If it were possible to have everyone’s college degrees paid for by government funding, and/or by grants and awards, such that no one had to take out loans or pay out of pocket for college, I think that would be a wonderful thing. Just like many of us enjoy for at least some portion of our graduate school careers. But I don’t think that charging money for pieces of paper is the answer.



I would personally like to see an increased emphasis on finding careers and preparing for them in all fields, especially liberal arts; for example, courses/practicum/internships on translation theory in practice; technical writing; managing NPOs/industry–things that would help arts and humanities students get the job experience they need to be useful on the market.

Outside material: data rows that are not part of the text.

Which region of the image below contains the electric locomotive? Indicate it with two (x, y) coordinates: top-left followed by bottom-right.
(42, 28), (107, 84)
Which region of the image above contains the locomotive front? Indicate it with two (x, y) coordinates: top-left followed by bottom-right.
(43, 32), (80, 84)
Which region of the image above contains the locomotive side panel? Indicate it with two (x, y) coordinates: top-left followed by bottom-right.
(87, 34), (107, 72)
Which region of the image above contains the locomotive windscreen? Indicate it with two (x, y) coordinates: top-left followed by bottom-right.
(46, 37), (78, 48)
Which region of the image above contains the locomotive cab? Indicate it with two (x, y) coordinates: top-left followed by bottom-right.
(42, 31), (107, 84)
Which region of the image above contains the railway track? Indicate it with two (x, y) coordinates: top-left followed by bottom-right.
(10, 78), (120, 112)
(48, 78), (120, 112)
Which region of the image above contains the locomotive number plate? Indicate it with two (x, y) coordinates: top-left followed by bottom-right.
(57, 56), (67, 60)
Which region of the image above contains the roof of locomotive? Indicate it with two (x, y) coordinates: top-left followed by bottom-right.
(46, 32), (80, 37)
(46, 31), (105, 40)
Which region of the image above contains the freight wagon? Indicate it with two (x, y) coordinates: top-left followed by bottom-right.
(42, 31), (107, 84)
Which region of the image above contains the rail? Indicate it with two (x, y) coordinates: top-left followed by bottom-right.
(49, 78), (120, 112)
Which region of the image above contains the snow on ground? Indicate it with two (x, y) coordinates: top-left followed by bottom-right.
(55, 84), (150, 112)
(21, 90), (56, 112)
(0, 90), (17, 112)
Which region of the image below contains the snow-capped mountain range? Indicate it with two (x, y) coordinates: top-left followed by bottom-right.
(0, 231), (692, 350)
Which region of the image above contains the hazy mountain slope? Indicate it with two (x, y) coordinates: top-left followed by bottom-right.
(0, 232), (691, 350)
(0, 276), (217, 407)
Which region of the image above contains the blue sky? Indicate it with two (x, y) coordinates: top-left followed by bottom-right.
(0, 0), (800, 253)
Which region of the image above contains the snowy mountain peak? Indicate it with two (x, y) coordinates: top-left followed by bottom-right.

At the same time, all majors–arts/humanities, sciences, business, law, medicine–need to have required courses on subjects about How to Get Along with Fellow Human Beings: gender and sexuality studies, sociology with a focus on the history of race, nationality, class; etc. A required year of coursework on diversity that covered topics, even topics specific to one’s major, would be great. Treating Women As Human in Engineering and Outside of Work, Too, 101; Considering Class Privilege in Education 101; Don’t Be a Jerk to Immigrants 101; You May Be Treating LGBT Patients in Your Medical Career 101; Hiring Practices and How To Treat Female, Queer, and Physically Disabled Employees and Coworkers with the Respect They Deserve 101; Are You Secretly Racist and Sexist? Management 101; Did You Seriously Just Call Yourself “Colorblind”? History 101; Stop Mansplaining to Your Colleagues Government 101; Don’t Be an Orientalist in Asian Studies 101; etc. While I do find people who have a background in humanities are sometimes (not always) more attuned to issues of diversity, there is a serious problem with discrimination in STEM, business, and education. And that’s why I see a serious need for requirements, not just for writing but for analysis and for developing skills to interact with other humans.
Sorry for writing you a book here, but with all the debate I’ve seen on social media about “overthinking” the problematic, I’d just as soon nip it in the bud.